It’s rare that a theatrical event so thoroughly pulls the rug out from under me. I’ve come to cherish these innovative, discomfiting experiences and I’m glad I didn’t know anything about Jackie Sibblies Drury’s Pulitzer Prize-winning drama ahead of time.
Fairview, presented by Canadian Stage and Obsidian Theatre, starts off feeling fun and familiar, perhaps a little generic. Jawon Kang’s set is an impressive and imposing space. This living room feels luxurious yet distinctly neutral, even vaguely false. In it, an affluent and eccentric Black family prepares for a birthday dinner for the unseen grandmother. At the top, we are given an eerie clue that something’s amiss—a very David Lynch-ian flash of electrical arcing and glitch in the stereo—before we’re launched into what feels like a sit-com scenario.
Beverly (Ordena Stephens-Thompson) is just trying to chop her damn carrots. Her husband, Dayton (Peter N. Bailey) exasperates her; she loves him, but his endearing quirks are pretty extra. Her sister Jasmine (Sophia Walker), ruffles Beverly’s feathers, swooping onto the scene with her French rosé wine and opinions! Beverly’s daughter Keisha (Chelsea Russell), concerned for her future, seems the only one particularly unsettled by the overall shenanigans. This world of quips, perfectly timed entrances, and hokey family drama doesn’t sit quite right with her.

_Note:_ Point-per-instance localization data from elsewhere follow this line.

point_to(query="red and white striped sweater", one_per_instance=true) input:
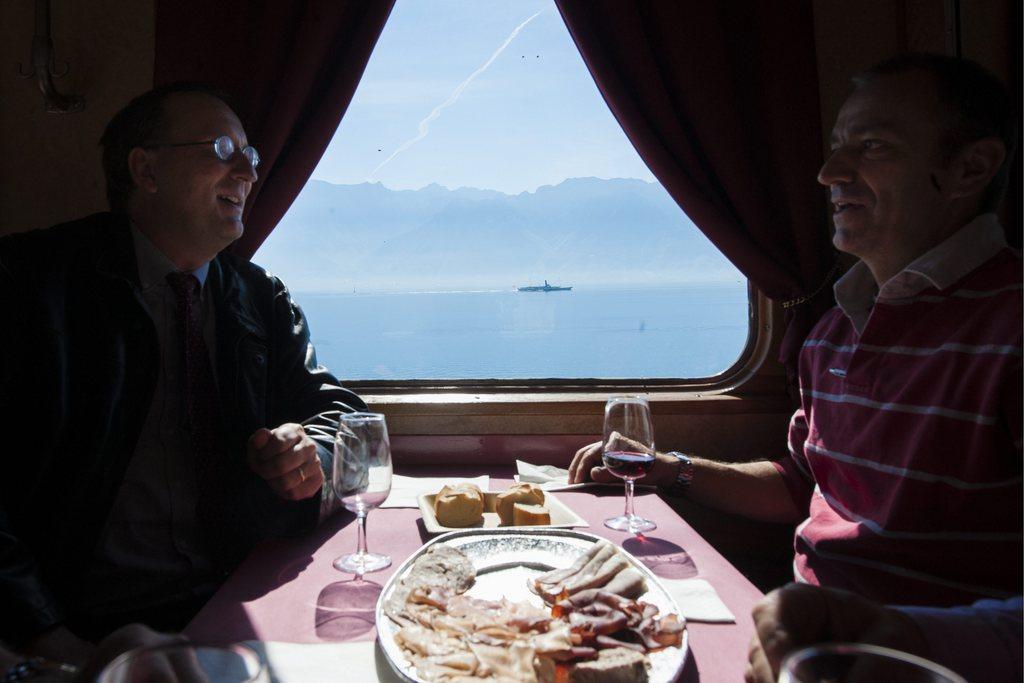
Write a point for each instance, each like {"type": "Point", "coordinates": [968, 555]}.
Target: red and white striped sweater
{"type": "Point", "coordinates": [907, 444]}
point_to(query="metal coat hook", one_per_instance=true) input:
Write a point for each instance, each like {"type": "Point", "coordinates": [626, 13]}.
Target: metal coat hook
{"type": "Point", "coordinates": [43, 70]}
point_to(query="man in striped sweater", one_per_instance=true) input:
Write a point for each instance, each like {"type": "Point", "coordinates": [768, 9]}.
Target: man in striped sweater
{"type": "Point", "coordinates": [904, 465]}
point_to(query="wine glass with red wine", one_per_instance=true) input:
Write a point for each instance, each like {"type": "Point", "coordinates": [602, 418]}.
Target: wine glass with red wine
{"type": "Point", "coordinates": [629, 453]}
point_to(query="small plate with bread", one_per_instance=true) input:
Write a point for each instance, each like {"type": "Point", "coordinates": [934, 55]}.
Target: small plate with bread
{"type": "Point", "coordinates": [522, 505]}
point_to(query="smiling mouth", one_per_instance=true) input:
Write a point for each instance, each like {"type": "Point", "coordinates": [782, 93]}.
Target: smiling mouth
{"type": "Point", "coordinates": [840, 207]}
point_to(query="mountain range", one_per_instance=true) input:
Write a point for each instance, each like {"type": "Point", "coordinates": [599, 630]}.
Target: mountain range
{"type": "Point", "coordinates": [581, 231]}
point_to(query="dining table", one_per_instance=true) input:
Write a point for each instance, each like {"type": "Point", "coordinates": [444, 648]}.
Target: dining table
{"type": "Point", "coordinates": [312, 622]}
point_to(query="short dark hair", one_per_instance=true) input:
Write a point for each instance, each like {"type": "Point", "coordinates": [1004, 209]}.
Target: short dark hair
{"type": "Point", "coordinates": [976, 102]}
{"type": "Point", "coordinates": [136, 125]}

Director Tawiah M’Carthy amps up the stage business, maintains a light and breezy momentum with sight gags and performative charisma. At first, it all feels pretty light and unchallenging, on the edge of camp and ever-so slightly tipping over. Just as we’ve fully relaxed into the vibe, we are given the first shift in form.
After a blackout, the same scenario begins to play out again; this time, though, the mimed action is accompanied by a jarring new soundtrack—the voices of four white people—Bets (Jennifer Dzialoszynski), Suze (Sascha Cole), Mack (Jeff Lillico) and Jimbo (Colin A. Doyle)—providing commentary on this show as they watch it. After discussing which race they’d be if they could choose, like exotic costumes to try on at whim, they begin to challenge each other with vacuous semantics about what race means to them. It’s super cringy and… well, hold on tight.
As the end draws near, the situation devolves into farce. Vaguely discomfiting undercurrents that have been gradually rising up from the deep burst into full-on, racially charged absurdist spectacle. The over-the-top antics are hilarious, thrilling and increasingly sinister.
It seems, at first, that the play’s primary aim is satirical—leading us to unpack our understanding of how a white gaze corrupts Black stories; or, at least, how we—white people—want to experience them. There’s a delightful frisson whenever, for example, certain flamboyant behaviours from the scenario line up with the white people’s discussion and uncomfortably reframed as minstrelsy.
Drury is certainly poking at how white people define the terms of our investment in Black stories. She wants to go deeper, though—to make this an actual experience, to shift the power dynamics. The finale, lead by Russell in a truly arresting mode, is designed to dismantle the theatrical framework in a way that throws white audience members off their balance.
I’d like to read the play as I’m curious how much of this coda is scripted, how much was invented by Russell on the fly in response to specific circumstances. The most astonishing aspect of the experience, though, despite the deliberate disruption of convention, is how authentic it feels in the moment.
I’m very aware that this is leading you to forget that Fairview is, for the most part, a lot of fun. There’s hilarity and spectacle, fabulous outfits, compelling subversion, and some absolute mayhem. It shows you a really good time before it drags your positioning into the spotlight.